Bertrand Cantat, qui a tué son ex-compagne Marie Trintignant en 2003, a-t-il le droit de poursuivre sa carrière et de se produire sur scène, bien qu'il ait purgé sa peine ? Alors que l'ancien chanteur de Noir Désir a été contraint de renoncer à se produire lors de plusieurs festivals cet été, face aux nombreuses voix qui se sont élevées pour l'en empêcher, et alors que l'Olympia a décidé d'annuler ses deux concerts parisiens par crainte de troubles à l'ordre public, l'ancienne belle-mère de Bertrand Cantat a pris sa défense.

«C'est un homme, mais c'est d'abord un artiste. C'est dans ses gênes, c'est grâce à ses parents. Et c'est un homme qui aime ses enfants. Il s'en occupe aussi bien qu'un homme pourrait le faire. C'est très difficile pour lui, très difficile», a rapporté lors d'un entretien accordé à BFMTV la mère de Krisztina Rady, l'épouse de Bertrand Cantat qui s'est suicidée en janvier 2010.

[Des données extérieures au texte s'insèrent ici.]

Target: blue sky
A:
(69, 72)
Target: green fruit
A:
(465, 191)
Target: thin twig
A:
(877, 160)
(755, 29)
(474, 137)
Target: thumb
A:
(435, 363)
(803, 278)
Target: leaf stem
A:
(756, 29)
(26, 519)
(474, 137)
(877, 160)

Csilla Rady condamne fermement les manifestants qui tentent d'empêcher la tenue des concerts du père de ses deux petits-enfants. «C'est horrible, horrible, ce qu'ils font. Ce n'est pas normal. Je suis une femme indépendante, je suis une femme féministe, une féministe positive. Mais ce qu'ils font c'est scandaleux, criminel même».

En 2012, les parents de Krisztina Rady avaient accordé un entretien à Paris Match, dans lequel ils décrivaient les violences que Bertrand Cantat aurait fait subir à leur fille, qui a choisi de mettre fin à ses jours. Quelques jours après cet entretien, le couple n'avait pourtant pas voulu se joindre à la démarche d'une avocate spécialisée dans les violences conjugales, qui voulait poursuivre Bertrand Cantat pour le suicide de Krisztina Rady. Le parquet de Bordeaux a classé sans suite les accusations de violences conjugales à l'encontre du chanteur, déjà condamné à 8 ans de prison pour la mort de Marie Trintignant en 2003, décédée sous ses coups.